What are the highest-yield topics?

Highest-yield topics include: infantile spasms/West syndrome (hypsarrhythmia — ACTH first-line, vigabatrin first-line for TSC), Dravet syndrome (SCN1A — avoid sodium-channel blockers), childhood absence epilepsy (ethosuximide first-line per CAEC trial), therapeutic hypothermia for neonatal HIE, GMFCS classification and hip surveillance in cerebral palsy, first-tier genetic testing in ASD (chromosomal microarray, fragile X, MECP2), SMA gene therapy (onasemnogene abeparvovec, nusinersen, risdiplam), DMD exon-skipping and gene therapy, neurocutaneous syndromes (NF1 selumetinib, TSC everolimus, Sturge-Weber GNAQ), MELAS and Leigh imaging, medulloblastoma molecular subgroups (WNT/SHH/Group 3/Group 4), DIPG H3 K27-altered, anti-NMDAR encephalitis (ovarian teratoma), and pediatric sickle cell stroke (TCD >200 triggers transfusion per STOP trial).

How should I study for ABPN Child Neurology?

Use a structured 12-18 month plan during PGY-4 and PGY-5. Map to the ABPN Child Neurology content outline: lead with pediatric epilepsy and neonatal neurology, then neuromuscular and neurometabolic disease, then neurocutaneous syndromes, cerebral palsy, neurodevelopmental disorders, pediatric stroke and headache, neuro-oncology, autoimmune, sleep, and core neuroscience.

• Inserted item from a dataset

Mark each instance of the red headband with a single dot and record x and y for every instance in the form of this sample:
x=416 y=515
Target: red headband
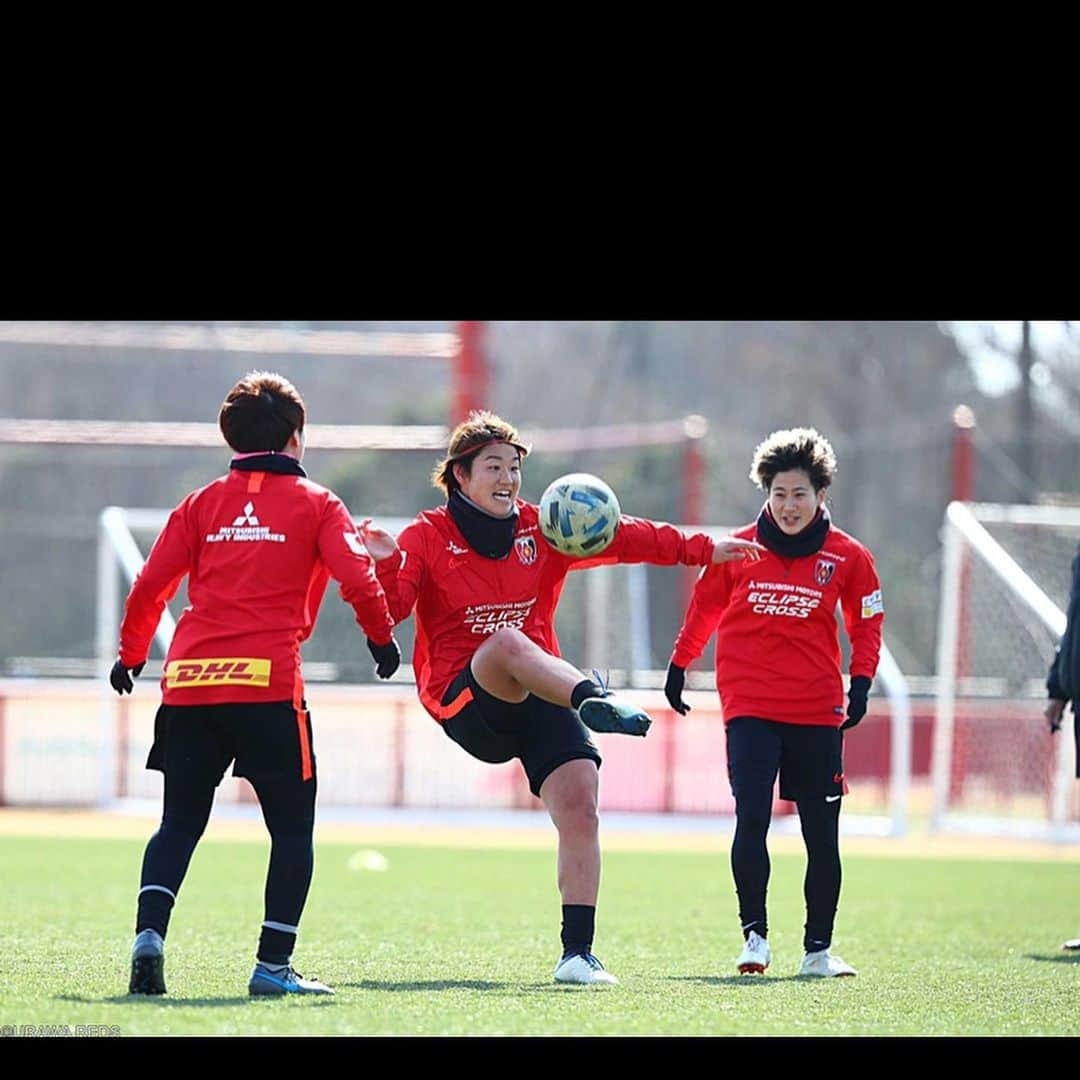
x=475 y=449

Core resources include Swaiman's Pediatric Neurology, Fenichel's Clinical Pediatric Neurology, Volpe's Neurology of the Newborn, the PREP Child Neurology question bank, AAN Continuum Child Neurology issues, and the Child Neurology Society residency review. Drill high-volume MCQs with timed sets and complete 2-3 full-length timed mock exams.